You have 61 days left to submit your film through the Channel 4 website. No dancing purple hippos please.
Last year's ICA show attracted a record number of visitors and derision from Brian Sewell, no less. "Frankly, I don't see what this has got to do with art," reported the Independent in an old piece that's not online.
"This kind of thing really has no intellectual foundation. It's all feeble rubbish. It makes me wonder why this place is given money."
Please please enter, if only to infuriate Brian Sewell again.
Copying blogs
Blog etiquette dictates that copying and pasting parts of blogs is generally OK if the source is credited and linked to. It's all about the links, after all.
But it is always odd, though, when newspapers do this in print. Mike Coulter on Digital Agency.com is remarkably calm about his turn in the Sunday Times yesterday, but didn't actually know until a friend tipped him off.
Yep, there's a credit.
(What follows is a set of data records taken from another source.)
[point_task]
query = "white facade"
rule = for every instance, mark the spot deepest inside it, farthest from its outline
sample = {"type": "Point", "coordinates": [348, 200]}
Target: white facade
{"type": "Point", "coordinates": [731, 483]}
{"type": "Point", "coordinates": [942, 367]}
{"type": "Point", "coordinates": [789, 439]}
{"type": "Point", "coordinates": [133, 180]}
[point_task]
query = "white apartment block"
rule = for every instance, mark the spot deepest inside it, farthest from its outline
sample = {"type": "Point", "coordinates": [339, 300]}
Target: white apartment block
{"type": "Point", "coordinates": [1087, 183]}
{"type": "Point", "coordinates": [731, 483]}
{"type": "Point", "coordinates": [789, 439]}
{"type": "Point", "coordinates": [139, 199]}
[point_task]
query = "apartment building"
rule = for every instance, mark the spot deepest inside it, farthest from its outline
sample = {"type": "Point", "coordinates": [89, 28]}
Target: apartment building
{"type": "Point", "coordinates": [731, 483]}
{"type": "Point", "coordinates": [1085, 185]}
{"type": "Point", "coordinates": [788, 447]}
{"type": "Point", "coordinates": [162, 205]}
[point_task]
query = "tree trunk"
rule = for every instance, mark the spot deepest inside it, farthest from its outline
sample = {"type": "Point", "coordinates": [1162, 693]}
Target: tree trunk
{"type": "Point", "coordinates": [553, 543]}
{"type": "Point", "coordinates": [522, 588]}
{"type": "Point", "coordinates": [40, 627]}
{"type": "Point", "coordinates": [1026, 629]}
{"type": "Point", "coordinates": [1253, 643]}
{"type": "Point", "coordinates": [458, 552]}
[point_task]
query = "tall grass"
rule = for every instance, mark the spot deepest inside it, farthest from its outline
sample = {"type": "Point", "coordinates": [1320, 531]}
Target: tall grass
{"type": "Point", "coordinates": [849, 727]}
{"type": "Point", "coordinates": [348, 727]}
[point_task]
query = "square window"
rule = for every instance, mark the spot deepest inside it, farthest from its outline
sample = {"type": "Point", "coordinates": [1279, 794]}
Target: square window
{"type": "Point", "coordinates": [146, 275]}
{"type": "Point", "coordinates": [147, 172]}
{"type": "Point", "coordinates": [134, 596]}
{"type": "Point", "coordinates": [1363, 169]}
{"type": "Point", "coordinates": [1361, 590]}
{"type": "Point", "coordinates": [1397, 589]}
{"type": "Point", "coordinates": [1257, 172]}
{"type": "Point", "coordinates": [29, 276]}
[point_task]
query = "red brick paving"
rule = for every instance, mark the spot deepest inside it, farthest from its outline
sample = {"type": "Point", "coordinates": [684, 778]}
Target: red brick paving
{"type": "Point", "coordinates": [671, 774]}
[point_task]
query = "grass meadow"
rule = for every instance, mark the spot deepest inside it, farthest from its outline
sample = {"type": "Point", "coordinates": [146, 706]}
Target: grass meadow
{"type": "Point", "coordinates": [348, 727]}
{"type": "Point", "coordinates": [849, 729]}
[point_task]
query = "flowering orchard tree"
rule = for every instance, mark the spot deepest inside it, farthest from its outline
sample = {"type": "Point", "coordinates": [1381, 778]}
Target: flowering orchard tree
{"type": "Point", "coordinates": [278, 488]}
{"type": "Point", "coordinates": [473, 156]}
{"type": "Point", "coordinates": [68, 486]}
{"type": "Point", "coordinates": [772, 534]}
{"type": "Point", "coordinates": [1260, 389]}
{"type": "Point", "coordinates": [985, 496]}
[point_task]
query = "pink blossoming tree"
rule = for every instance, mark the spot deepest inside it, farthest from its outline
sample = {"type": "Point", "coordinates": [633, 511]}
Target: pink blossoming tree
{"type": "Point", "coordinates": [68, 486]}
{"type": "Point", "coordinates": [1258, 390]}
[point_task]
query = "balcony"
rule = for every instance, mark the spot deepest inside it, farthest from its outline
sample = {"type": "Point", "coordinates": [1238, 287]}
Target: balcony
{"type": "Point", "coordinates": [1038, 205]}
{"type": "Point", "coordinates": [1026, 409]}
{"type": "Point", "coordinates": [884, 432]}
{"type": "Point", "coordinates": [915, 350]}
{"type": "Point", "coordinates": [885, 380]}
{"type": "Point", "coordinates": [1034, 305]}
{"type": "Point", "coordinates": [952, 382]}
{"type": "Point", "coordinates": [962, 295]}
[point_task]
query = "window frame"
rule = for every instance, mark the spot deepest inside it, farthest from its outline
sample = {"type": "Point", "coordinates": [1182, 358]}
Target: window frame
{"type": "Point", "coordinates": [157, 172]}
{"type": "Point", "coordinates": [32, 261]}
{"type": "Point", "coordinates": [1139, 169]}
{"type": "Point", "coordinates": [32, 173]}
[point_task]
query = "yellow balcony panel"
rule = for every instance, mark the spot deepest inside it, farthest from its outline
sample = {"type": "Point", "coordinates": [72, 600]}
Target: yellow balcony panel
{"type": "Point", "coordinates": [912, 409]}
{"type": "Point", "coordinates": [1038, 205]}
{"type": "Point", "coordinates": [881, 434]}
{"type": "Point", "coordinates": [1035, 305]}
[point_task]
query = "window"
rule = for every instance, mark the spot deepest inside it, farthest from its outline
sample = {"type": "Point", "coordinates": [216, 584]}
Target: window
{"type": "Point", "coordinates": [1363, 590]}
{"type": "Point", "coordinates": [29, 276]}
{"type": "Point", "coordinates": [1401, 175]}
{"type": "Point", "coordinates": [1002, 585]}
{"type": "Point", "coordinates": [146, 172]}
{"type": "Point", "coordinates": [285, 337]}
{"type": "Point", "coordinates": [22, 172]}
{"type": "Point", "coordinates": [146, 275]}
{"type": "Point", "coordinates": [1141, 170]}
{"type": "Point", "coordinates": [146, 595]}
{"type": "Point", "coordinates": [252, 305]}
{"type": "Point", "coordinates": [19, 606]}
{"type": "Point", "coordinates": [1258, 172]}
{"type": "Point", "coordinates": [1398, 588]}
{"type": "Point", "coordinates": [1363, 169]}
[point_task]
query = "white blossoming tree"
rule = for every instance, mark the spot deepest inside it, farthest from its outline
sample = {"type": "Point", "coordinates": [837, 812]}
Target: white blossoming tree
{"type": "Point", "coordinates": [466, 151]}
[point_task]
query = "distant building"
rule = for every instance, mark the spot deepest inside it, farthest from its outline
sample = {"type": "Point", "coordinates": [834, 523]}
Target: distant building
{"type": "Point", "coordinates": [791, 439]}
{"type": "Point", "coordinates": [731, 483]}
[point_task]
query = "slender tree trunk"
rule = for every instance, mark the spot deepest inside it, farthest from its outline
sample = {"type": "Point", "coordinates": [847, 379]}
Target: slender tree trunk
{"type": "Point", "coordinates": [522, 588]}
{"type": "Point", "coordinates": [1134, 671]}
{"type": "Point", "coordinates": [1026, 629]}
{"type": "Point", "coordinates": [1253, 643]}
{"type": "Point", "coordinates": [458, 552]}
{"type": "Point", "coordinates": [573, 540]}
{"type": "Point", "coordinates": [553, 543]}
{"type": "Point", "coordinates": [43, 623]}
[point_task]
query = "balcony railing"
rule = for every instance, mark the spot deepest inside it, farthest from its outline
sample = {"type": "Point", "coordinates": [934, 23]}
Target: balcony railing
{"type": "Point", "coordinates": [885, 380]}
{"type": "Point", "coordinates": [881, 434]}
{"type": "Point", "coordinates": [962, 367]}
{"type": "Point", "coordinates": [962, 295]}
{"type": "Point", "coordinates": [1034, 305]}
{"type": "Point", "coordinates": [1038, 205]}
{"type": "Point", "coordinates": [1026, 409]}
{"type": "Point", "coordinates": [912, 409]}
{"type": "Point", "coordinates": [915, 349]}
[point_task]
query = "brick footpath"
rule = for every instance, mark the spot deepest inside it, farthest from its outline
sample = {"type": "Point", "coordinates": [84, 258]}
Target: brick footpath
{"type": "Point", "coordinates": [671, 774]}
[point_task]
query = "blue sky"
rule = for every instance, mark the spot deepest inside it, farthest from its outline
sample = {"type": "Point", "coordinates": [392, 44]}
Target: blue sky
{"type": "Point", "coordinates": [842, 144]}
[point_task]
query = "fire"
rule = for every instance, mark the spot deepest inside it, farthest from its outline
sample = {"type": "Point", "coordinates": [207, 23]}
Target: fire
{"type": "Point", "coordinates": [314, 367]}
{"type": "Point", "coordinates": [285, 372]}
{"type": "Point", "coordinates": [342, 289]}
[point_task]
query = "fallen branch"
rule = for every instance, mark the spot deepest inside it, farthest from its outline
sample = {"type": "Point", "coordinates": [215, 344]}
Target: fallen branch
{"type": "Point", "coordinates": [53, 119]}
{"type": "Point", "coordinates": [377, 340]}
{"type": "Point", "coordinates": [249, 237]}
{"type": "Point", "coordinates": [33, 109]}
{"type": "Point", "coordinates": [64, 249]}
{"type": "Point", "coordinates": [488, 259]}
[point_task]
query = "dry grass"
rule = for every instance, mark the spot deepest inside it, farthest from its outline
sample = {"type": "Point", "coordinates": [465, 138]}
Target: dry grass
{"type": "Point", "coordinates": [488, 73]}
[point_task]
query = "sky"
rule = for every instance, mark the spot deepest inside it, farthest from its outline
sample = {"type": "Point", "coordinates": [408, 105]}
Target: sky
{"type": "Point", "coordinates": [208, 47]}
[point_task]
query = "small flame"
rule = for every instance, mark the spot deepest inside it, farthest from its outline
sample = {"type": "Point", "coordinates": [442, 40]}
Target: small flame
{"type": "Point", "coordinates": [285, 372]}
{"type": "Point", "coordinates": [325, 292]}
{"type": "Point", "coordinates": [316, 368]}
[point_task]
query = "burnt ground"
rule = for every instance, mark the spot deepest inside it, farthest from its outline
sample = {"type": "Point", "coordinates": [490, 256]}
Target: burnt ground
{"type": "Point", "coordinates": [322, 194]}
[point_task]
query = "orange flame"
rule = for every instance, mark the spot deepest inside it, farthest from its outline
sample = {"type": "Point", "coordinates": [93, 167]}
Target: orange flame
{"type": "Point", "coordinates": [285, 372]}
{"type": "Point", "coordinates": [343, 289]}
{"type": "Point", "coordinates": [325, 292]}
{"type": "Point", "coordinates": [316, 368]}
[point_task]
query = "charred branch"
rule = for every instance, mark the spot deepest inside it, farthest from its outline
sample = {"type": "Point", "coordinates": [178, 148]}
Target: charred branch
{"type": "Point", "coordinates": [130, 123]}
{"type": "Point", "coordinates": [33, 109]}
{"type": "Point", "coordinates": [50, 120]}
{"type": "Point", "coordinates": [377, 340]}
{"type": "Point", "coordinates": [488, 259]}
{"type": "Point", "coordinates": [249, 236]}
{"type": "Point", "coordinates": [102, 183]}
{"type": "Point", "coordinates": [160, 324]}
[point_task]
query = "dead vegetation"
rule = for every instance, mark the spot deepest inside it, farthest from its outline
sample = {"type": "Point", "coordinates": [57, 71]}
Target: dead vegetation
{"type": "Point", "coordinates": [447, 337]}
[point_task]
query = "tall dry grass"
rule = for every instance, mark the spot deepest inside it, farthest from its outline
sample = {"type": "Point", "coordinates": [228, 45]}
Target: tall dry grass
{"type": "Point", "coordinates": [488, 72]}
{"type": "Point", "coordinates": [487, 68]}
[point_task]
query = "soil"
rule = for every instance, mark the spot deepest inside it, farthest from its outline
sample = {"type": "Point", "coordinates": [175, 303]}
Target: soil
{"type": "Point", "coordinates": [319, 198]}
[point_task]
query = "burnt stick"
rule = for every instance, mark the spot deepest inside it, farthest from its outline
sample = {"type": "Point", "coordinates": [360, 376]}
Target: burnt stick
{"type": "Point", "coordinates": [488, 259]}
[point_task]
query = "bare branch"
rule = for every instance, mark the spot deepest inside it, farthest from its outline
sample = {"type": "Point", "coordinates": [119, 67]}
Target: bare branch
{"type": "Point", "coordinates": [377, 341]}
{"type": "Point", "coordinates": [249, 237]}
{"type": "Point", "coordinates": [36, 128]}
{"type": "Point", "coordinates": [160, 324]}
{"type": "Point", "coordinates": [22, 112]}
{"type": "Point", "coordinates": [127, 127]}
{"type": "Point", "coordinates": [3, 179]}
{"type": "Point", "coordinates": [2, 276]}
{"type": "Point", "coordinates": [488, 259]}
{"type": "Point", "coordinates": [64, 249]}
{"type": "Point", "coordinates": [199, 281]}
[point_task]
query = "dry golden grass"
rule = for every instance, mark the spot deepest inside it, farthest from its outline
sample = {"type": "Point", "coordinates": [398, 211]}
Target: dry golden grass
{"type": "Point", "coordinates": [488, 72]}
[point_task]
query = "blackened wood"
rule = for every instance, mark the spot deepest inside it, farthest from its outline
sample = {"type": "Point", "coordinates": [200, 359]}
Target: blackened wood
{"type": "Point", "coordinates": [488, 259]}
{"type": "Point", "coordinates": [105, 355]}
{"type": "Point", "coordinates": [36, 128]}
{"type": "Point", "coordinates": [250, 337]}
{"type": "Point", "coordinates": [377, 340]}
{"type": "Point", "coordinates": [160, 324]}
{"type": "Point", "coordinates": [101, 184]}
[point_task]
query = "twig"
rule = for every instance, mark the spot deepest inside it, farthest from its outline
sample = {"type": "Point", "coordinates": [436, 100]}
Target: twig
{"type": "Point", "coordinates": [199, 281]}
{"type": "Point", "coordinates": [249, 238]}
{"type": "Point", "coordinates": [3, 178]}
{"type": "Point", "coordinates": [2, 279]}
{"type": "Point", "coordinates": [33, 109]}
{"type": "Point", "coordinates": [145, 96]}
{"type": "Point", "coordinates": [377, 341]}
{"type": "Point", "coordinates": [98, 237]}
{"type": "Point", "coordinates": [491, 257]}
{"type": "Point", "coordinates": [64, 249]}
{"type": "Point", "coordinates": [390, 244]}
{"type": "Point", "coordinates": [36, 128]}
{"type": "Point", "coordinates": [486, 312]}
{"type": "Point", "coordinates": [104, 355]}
But how often have you been reading a newspaper, spotted something from a blog and then gone to look it up? I don't think I've ever done that. It's about context.
There is also, as Mike delicately puts it, more than whiff of cheekiness about newspapers using "free" content from blogs. If it's good enough to use several paragraphs of, isn't it good enough to pay for?
I think I hear the sound of ice creaking, so I'd better leave it there.
Thanks Ben.
Most emailed
Always worth checking out the most emailed stories from the BBC. The last time I looked, top story was "World's tallest man saves dolphin". Not a headline you see every day.
Today's delights include "Duck comes back from dead, again" and "Woman gives birth to giant baby". It was an eyewatering 17lb. (The baby, not the un-dead duck.)